I recently received a note from Charles Bartels telling me of the passing of the Manpower’s Founder Elmer Winter. Charles is Director of Global Social Responsibility focused on Manpower's Workforce Development and Diversity. Attached to Charles’ note was a memo written by Elmer Winter that I thought illustrated a true understanding of embedding corporate responsibility into a company’s values. I asked Charles if he would contribute a guest blog from his unique perspective of having known Mr. Winters personally.
In November of last year, Elmer Winter, 97-year-old co-founder of Manpower passed away.
From the day in 1948 that he opened a tiny Milwaukee staffing office with his brother-in-law, through his retirement in 1976 and beyond, Winter was passionately committed to Manpower’s values for the dignity of people and the meaningful role of work in their lives.
Since his retirement in 1976, Winter kept regular office hours at the Manpower World Headquarters and took tremendous pride in watching the small business he co-founded in 1948 grow to a $22 billion Fortune 120 employment services firm with offices in 82 countries.
I had the privilege of helping Elmer in the past 3 – 4 years with his move to our new world HQ, arranging some of his collections, organizing a part of his legacy, and more.
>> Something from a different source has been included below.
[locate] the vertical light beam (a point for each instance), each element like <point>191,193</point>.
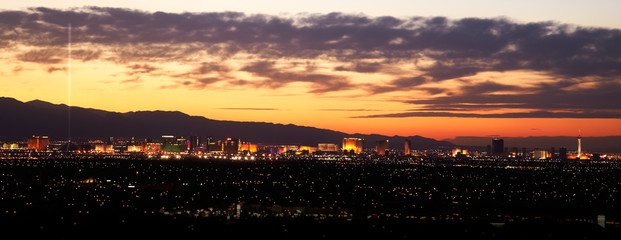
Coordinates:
<point>69,87</point>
He was quite unique, especially in his unwavering belief in the role of business to act in support of the liberating power of education and employment. Elmer had a deep-seated belief in the “socially responsible” role of business for the benefit of the world society (and Manpower’s in particular – connecting people to work, helping our customers’ enterprises succeed).
In a memo he wrote for all employees in October 1969, Elmer elaborated on what I think is still, 40 years on, an enlightened approach to corporate responsibility. In answering the question “Does the Company Have a Mission Beyond Making a Profit for Its Shareholders?” he brilliantly weaves together the role of Manpower to meet the needs of our customers with our role to respect and build the dignity of workers. And within this he addresses our obligations to the 4 million people to whom we didn’t give jobs as well as the four hundred thousand we did!
I would urge you to read the memo here.
I think we all still have much to learn from the approach he describes. In so doing I hope we can further the spirit and legacy of a great man who certainly touched my life and, I am sure, the lives of many others.